This is a guest post from Sara Williams who writes about everything to do with debt, from mortgages to bankruptcy, at Debt Camel.
You often see articles about how important it is to keep an eye on your credit score. And they normally tell you how to do that.
But not many of them list more than one way… or tell you how many different ways there are.
Have a guess how many reports there are…
Three or four are popular answers. Some people know one way and reckon there must be a few more. Other people have heard there are three Credit Reference Agencies – Experian, Equifax and CallCredit and assume there is different report for each of them.
Some people have heard that there are free options and some which give you more details that you have to pay, so they go for more, say six or eight.
There are more than 17!
I wrote an article listing all the different ways about two years ago. At that point there were eleven different reports you could get.
I try to keep it up to date. After a year it had gone up to 13. And now there are an astonishing 17 different ways. See The best ways to check your credit score where I list them, saying what each one shows and what they cost – about half of them are free.
(Actually I know there are more, because there is at least one that I refuse to list because it seems to work by signing people up for a free when they go on a payday loan broker site, only telling them in the small print and then charging £15 a month after that. The only comments about it I could find online were from people saying they had never heard of it and want to know how to cancel it.)
Why on earth are there so many?
That is a good question. Obviously it must be profitable – most of the ones that are “free” make their money from suggesting loans and credit cards you could get – they get referral fees if you click through.
But I think the underlying reason is that most people don’t really know much about credit reports and so it’s easy for a report which is at best OK to make it sound like the best thing ever.
No report currently has everything you need
One annoying thing about these 17 reports, is that none of them have all the information you may need.
I said there are three Credit Reference Agencies. These don’t just calculate your score slightly differently, they actually have different information about your borrowing. Lenders report to Credit Reference Agencies on whether you have paid your loan or credit card on time and whether you are using your overdraft.
But a lender doesn’t have to report to all three credit reference agencies, and only a few big ones do this as it costs them money. So if you look at a report based on one Credit Reference Agency data it may not show all your borrowing.
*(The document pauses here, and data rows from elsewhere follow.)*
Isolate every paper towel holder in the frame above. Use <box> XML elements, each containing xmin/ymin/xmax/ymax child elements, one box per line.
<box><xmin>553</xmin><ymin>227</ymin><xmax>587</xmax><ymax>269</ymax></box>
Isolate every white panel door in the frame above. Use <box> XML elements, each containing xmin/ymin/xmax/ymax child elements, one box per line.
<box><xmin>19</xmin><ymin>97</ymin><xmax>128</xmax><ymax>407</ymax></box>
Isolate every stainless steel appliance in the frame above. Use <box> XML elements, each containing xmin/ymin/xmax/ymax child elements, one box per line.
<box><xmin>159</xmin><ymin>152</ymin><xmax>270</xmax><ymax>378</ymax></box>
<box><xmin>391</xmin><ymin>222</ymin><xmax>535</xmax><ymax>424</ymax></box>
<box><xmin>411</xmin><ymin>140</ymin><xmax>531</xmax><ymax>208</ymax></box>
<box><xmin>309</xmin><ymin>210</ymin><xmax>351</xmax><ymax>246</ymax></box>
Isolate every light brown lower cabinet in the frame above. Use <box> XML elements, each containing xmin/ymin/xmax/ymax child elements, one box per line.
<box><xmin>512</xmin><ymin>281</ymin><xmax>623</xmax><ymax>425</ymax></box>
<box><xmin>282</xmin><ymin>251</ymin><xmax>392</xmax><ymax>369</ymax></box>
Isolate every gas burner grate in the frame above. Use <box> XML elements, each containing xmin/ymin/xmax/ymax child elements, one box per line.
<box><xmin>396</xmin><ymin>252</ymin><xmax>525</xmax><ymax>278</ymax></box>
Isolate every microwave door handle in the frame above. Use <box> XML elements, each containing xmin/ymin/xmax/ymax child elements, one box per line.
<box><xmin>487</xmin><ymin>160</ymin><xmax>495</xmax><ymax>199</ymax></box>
I often have people asking why they have a good Experian credit score and a poor Noddle score (Noddle is the free report on the CallCredit data). The answer isn’t that one of them is more accurate, but they are reporting on different things.
The other very annoying thing is that many of the reports don’t make this clear. It’s buried away in the small print what credit reference agency data they use, but it isn’t obvious at all to a casual user.
It would be great if this changes in the next year and one comprehensive report gives you all the information you need. When that comes I will be updating my article and celebrating!
The good news
Until then, the good news is that there are three free reports that give you everything you need at the moment – detailed information (not just the credit score) from each of the Credit Reference Agencies.
So there is no good reason to pay a monthly fee. Honestly, paying £10, £15 or even £20 a month for this is a complete waste of money.
Some fee charging reports can be run every day, whereas the free reports are usually only updated once a week or once a month. But credit scores only change pretty slowly. Lenders only send a batch report to a credit reference agency once a month. So if you check your expensive daily report every day, after 9 days you will see your latest loan repayment show up. And after 18 and 20 days your two credit cards will be updated.
Some fee charging reports claim they will help you resolve any problems with the Credit Reference Agencies. But if there are problems it’s best for you to go straight to the creditor and explain why something needs to be changed. All the Credit Reference Agencies do is report on what they are told, and if you tell Equifax, say, that there is a problem with one of your credit card information, they just forward your comment to the credit card lender.